Weighted Vector Search

Motivation

Consider a table products with columns name and description. You may want to prioritize products where the search query matches the name column over the description column. In this case, you can perform a weighted vector search, with a greater weight for the name column.

Overview

Weighted vector search enables searching over multiple vector columns in a single query. It calculates a joint distance metric based on the weighted distance between the vectors in the table and the provided vectors. It allows simultaneously searching over up to 3 columns and ordering rows according to weighted vector distance of the query to each of the three columns.

The advantage of the function is that it allows using the vector index on each of the columns, while regular weighting via an SQL query would not allow that.

API

The API of the function is below:

sql

weighted_vector_search(
  relation_type, -- Type of the specific relation containing all the vectors
  max_dist double precision, -- Maximum weighted distance to keep
  w1 double precision, -- Weight of the first vector
  col1 text, -- Column name of the first vector
  vec1 vector, -- Query vector constant for the first column vector

  w2 double precision = 0, ...
  col2 text = NULL,
  vec2 vector = NULL,

  w3 double precision = 0,...
  col3 text = NULL,
  vec3 vector = NULL)
  RETURNS TABLE of relation_type containing only relevant rows

The function filters all results that have total weighted distance smaller than max_dist.

Example Usage

Let's start by creating an example table with text and vector columns to demonstrate the usage of the weighted_vector_search function.

sql

REATE TABLE products (
    id SERIAL PRIMARY KEY,
    name TEXT,
    description TEXT,
    category TEXT,
    embedding VECTOR(1536)
);

INSERT INTO products (name, description, category, embedding)
VALUES
    ('Wrench Set', 'A set of wrenches for tightening and loosening nuts and bolts.', 'Tools', /* vector */),
    ('Shower Curtain', 'A waterproof curtain for the shower or bathtub.', 'Bathroom', /* vector */),
    ('Lawn Mower', 'A gas-powered mower for cutting grass.', 'Outdoor', /* vector */),
    ('Screwdriver Set', 'A set of screwdrivers with different head types.', 'Tools', /* vector */);

In this example, we have a products table with columns for name, description, category, and an embedding column of type VECTOR(1536) to store vector representations of the product data.

To perform a weighted vector search on this table, we can use the weighted_vector_search function.

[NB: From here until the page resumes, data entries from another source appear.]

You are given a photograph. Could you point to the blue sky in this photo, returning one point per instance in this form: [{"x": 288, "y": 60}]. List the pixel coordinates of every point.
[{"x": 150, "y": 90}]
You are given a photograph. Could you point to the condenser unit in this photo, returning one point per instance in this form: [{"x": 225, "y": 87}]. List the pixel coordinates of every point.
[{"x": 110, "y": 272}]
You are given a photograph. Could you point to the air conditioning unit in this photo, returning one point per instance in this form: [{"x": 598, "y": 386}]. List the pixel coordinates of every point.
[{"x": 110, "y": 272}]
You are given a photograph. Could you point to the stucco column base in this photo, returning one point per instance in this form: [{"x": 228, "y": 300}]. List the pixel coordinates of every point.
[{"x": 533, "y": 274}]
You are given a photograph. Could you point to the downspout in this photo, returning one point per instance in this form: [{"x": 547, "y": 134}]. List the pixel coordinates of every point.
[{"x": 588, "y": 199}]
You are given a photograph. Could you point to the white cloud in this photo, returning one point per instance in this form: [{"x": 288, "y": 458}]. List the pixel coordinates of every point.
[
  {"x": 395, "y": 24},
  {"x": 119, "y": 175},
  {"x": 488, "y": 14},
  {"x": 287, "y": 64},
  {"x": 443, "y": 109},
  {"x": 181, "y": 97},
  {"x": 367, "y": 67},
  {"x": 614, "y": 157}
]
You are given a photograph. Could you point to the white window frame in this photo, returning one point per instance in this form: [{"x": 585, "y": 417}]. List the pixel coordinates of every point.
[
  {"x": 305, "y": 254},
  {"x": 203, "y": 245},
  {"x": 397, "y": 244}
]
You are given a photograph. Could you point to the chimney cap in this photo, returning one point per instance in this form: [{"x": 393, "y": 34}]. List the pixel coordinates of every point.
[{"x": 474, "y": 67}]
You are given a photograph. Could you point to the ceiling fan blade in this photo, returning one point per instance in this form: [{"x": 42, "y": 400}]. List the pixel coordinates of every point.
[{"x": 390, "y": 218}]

Let's say we want to find products related to cars, with a focus on the product description and category.

sql

SELECT name, description, category
FROM weighted_vector_search(
    CAST(NULL AS products),
    max_dist => 5.0,
    w1 => 2.0, col1 => 'description', vec1 => /* vector describing car environment s*/,
    w2 => 1.0, col2 => 'category', vec2 => /* vector describing car environments */
);

In this example, we search for products with a maximum weighted distance of 5.0 from the query vector. We're giving a higher weight (2.0) to the description column and a lower weight (1.0) to the category column. The vec1 and vec2 parameters should be replaced with the actual vector representations of the word "plumbing" for the respective columns.

This query will return the name, description, and category of products that are most relevant to the query vector, with a higher emphasis on the product description.

We can control which column is more important for our query by adjusting the weights.